Pesan yang disampaikan itu terdiri dari belasan poin yang mencakup berbagai hal, seperti sebuah jawaban dari pelbagai pertanyaan akan masa depan anak bangsa. Hal pertama yang diutarakan perihal kebenaran dan kebaikan yang hendaknya tidak ditukar dengan apapun, terlebih bersikap pragmatis.

Menurut Haedar, pilihan hidup yang oportunistik akan selalu membawa dampak buruk bagi individu di segala aspek. Ini bertentangan dengan apa yang ditekankan para pendiri banga. Nilai-nilai kebersamaan baik dari sisi kehidupan bebangsa, beragama, berbudaya merupakan hikmah kebijaksanaan sebagai mutiara termahal dalam politik kebangsaan.

Nilai-nilai itulah yang mestinya menjadi ‘state of mind’ atau pokok pikiran berbangsa. Nilai itu akan luntur jika seseorang lebih menonjolkan hasrat ingin dipuja-puji. Padahal, bagi alumnus S3 Universitas Gajah Mada itu persona seseorang akan terkubur jika tidak dilandasi integritas dan sikap yang amanah.

Lebih lanjut, Profesor Haeder Nashir mengaspirasikan keteladanan nilai menjadi sangat diperlukan, terutama bagi pemimpinnya. Sambil mengutip filosofi Ki Hadjar Dewantara, “Ing Ngarsa Sung Tuladha, Ing Madya Mangun Karsa, Tut Wuri Handayani” sebagai pemandu akhlak moralitas. 

"Ketika ada peluang untuk menyimpang, korupsi, bahkan sistem bisa diakali, apakah kita punya keberanian moral untuk tidak korupsi, menyimpang, menyeleweng, dan kesewenang-wenangan. Itulah letak keluruhan moral," tegas Prof Haedar.

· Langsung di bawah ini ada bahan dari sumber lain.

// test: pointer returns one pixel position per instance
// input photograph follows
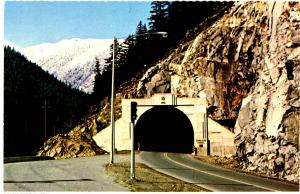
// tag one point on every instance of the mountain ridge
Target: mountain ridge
(70, 60)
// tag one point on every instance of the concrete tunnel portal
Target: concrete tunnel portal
(164, 129)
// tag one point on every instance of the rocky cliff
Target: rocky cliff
(248, 64)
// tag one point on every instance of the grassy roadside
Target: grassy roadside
(148, 179)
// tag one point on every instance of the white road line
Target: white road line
(166, 155)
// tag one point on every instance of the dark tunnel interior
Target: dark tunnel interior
(164, 129)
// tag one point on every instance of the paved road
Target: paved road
(209, 176)
(77, 174)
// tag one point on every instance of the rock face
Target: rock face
(251, 55)
(77, 143)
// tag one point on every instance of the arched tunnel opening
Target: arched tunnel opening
(164, 129)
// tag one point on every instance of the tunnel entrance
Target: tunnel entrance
(164, 129)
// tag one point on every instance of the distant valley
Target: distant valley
(71, 60)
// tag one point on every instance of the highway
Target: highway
(76, 174)
(184, 167)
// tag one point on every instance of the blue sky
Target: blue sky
(30, 23)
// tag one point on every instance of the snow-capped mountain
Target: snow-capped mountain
(71, 60)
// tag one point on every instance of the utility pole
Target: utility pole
(207, 139)
(133, 118)
(112, 104)
(45, 119)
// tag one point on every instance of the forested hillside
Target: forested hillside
(28, 90)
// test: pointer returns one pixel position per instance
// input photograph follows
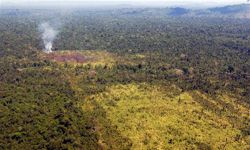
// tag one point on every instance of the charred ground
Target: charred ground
(137, 68)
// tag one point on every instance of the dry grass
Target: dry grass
(154, 120)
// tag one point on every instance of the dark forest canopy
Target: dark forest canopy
(113, 71)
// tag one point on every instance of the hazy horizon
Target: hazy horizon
(118, 3)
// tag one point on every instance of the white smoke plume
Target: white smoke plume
(48, 36)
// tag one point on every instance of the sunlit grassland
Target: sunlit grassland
(153, 117)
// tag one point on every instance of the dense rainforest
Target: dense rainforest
(119, 80)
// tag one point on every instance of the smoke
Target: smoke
(48, 36)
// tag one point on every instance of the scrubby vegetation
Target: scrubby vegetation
(122, 81)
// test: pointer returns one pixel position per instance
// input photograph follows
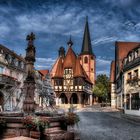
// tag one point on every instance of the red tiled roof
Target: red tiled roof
(78, 72)
(44, 73)
(59, 69)
(70, 59)
(112, 72)
(122, 50)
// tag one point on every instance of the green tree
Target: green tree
(102, 87)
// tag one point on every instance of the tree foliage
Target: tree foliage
(102, 87)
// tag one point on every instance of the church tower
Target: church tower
(87, 57)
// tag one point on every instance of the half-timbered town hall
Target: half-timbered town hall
(73, 76)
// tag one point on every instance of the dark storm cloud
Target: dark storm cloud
(54, 20)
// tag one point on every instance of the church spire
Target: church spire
(86, 46)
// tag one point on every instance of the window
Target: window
(86, 60)
(135, 101)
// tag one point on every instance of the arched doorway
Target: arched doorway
(63, 98)
(74, 99)
(1, 100)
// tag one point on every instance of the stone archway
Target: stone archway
(63, 98)
(74, 99)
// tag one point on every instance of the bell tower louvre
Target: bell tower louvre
(87, 57)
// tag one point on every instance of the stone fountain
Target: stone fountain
(14, 125)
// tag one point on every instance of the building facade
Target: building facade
(73, 76)
(112, 85)
(118, 75)
(12, 75)
(131, 67)
(47, 97)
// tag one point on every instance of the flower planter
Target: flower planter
(35, 134)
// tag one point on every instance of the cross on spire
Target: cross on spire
(86, 46)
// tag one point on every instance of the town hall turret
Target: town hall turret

Di sisi lain, Prof Haedar mengungkapkan moral adalah sikap batin dan keyakinan orang. Bahwa di atas hukum masih ada ada moral, keluhuran, nurani, yang ada dalam bathin, jiwa yang perlu terus dipupuk. Moralitas, sesungguhnya abstrak. Namun akan bermakna bila implementasinya sejalan dengan tindakan sehari-hari.

Lantas, bagaimana moralitas bisa terinternalisasi dalam sistem? Pancasila sebagai landasan negara menyatakan nilai-nilai adiluhung itu perlu melembaga, bukan hanya sekadar slogan yang gagap diterapkan dalam satu bangunan sistem.

Indonesia, di masa mendatang akan memasuki fase 'The great disruption' tak semata karena teknologi, tetapi lahirkan situasi-situasi yang dampaknya besar, yakni ‘disrupsi sosial’, seperti melemahnya kohesi sosial, korupsi, serta manusia instrumental yang abai terhadap akal budi. Itu sebab, pendidikan akal budi, moralitas, haruslah tetap menjadi kekuatan membangun bangsa.  

Terakhir, Prof Haedar mengingatkan akal budi adalah bekal penting bagi kemajuan sebuah bangsa, kendati teknologi dan ilmu pengetahuan telah maju sedemikian pesat yang kemudian berkembang menjadi 'technosida', simulakra di balik layar yang hadirkan disorientasi sosial.

"Ada kearifan, dimana Iptek tak sekalipun boleh mereduksi kemanusiaan," pungkas Prof Haedar.